Honoring our veterans is important and so is finding ways to incorporate them into new roles in the civilian workforce. Do you have a story about veterans at your ASC? We’d love to hear it! Email CASA Executive Director Beth LaBouyer at email@example.com.
Stephanie McIntosh, MSN, RN, CAIP, CPHQ Director, Clinical Quality for SCA Health
What was your role in the Military?
Sergeant, United States Army Medic
Why did you choose the ASC industry?
My nursing career started in the Pediatric ICU which was extremely fulfilling, but I missed a close-knit team and was ready for the “work week” lifestyle of the outpatient settings. My experience recovering craniotomy and trauma patients after surgery made an ASC the perfect fit.
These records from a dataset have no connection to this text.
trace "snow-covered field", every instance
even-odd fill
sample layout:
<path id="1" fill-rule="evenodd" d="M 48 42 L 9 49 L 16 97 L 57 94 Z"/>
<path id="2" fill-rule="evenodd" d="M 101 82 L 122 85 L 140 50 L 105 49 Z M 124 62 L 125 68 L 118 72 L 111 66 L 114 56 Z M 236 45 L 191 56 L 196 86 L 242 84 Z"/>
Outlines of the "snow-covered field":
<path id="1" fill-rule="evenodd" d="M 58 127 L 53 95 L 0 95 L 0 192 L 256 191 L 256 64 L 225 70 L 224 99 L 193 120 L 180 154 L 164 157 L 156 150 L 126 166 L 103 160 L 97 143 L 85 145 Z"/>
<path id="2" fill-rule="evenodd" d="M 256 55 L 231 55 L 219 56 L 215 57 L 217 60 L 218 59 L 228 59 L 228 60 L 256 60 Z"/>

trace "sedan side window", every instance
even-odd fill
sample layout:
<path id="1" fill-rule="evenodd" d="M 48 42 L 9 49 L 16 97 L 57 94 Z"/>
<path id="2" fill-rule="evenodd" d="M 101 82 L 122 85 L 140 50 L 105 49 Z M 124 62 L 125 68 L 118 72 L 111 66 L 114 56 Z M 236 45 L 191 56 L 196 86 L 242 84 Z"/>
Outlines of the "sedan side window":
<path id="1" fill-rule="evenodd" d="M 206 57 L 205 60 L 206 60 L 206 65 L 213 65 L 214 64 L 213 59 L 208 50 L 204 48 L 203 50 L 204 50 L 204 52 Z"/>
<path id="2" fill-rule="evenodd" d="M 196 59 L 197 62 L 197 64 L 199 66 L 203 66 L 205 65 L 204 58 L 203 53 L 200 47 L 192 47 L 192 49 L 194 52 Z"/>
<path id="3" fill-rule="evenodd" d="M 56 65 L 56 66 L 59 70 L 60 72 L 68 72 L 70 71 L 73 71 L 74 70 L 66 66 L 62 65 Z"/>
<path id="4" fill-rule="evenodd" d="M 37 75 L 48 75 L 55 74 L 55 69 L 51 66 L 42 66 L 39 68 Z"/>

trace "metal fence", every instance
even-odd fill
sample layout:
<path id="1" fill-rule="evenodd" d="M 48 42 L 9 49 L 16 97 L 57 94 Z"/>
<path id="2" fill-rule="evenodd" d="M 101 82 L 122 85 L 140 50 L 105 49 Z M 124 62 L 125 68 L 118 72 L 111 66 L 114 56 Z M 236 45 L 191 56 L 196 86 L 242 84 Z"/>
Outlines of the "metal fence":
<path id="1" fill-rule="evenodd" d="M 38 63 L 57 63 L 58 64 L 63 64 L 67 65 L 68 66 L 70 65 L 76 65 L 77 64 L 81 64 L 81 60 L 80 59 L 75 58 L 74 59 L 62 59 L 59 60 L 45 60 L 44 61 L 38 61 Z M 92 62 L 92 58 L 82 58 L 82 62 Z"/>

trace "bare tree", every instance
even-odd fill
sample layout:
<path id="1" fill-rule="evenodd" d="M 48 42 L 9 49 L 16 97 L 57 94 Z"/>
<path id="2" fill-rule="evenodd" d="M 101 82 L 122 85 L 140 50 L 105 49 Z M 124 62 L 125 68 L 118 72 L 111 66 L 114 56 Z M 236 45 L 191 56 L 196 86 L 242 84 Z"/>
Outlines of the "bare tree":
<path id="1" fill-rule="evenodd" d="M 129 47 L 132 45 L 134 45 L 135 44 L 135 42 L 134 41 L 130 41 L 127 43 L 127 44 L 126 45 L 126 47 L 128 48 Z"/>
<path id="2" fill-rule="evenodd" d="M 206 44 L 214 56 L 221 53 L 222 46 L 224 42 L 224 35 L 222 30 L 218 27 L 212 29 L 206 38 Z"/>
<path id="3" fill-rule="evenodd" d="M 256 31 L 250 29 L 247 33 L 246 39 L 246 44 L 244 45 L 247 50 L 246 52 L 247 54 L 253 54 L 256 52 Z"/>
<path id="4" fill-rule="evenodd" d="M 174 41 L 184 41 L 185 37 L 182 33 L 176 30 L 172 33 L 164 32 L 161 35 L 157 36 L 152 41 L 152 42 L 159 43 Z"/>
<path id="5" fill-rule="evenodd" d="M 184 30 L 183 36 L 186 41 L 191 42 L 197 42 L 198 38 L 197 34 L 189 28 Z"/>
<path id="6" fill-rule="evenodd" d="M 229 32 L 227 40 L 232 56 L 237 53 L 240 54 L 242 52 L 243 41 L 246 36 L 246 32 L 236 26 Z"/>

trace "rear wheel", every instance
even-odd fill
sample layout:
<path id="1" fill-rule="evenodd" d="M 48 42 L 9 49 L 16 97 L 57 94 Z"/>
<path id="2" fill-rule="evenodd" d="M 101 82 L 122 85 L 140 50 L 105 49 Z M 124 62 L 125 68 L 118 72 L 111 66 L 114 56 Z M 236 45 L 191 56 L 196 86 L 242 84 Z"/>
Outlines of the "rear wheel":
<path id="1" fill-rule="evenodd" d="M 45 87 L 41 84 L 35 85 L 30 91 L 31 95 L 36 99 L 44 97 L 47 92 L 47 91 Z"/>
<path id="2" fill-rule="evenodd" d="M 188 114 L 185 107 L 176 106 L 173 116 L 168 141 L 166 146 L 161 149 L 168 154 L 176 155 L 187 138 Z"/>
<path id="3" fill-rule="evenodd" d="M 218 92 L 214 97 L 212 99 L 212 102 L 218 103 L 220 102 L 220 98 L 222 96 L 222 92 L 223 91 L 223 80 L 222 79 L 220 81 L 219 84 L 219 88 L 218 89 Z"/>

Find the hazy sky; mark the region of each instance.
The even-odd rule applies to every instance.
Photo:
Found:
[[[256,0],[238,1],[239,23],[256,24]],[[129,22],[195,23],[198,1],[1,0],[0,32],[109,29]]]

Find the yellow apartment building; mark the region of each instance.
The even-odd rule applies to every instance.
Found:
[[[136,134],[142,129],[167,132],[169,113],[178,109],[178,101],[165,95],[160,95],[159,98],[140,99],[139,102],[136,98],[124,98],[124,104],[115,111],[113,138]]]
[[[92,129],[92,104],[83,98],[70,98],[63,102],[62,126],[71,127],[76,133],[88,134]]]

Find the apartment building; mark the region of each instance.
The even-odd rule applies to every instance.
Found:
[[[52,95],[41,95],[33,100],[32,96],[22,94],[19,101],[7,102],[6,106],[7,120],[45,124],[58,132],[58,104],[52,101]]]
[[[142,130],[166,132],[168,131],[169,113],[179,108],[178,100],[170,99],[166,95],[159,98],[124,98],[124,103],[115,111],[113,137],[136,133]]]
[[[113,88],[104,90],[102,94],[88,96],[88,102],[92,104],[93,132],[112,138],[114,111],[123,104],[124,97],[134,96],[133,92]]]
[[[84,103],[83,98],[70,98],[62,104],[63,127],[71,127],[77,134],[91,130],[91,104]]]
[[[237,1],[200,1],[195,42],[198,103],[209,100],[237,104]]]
What military experience is useful for ASCs?
Teamwork, leadership, and adaptability.
As a reservist, I had the opportunity to work in many settings from wound care and pediatric clinics to labor and delivery with a variety of teams, resources, and leaders. I discovered how resilient I am, the importance of teamwork and what kind of clinical leader I wanted to be. These experiences have help provide me with the strength, discipline, and courage to be who I am today and who I strive to become.
What was the coolest thing you ever did?
Becoming a Combat Lifesaver Instructor. We trained soldiers preparing for deployment in advanced casualty care: bandaging chest wounds, IV administration and tourniquet application, essentially stabilizing casualties until they can reach their company medic or a field hospital. It was incredibly rewarding to be part of such a critical program to the survival of our soldiers, especially during such a tumultuous time when IEDs and convoy attacks were escalating.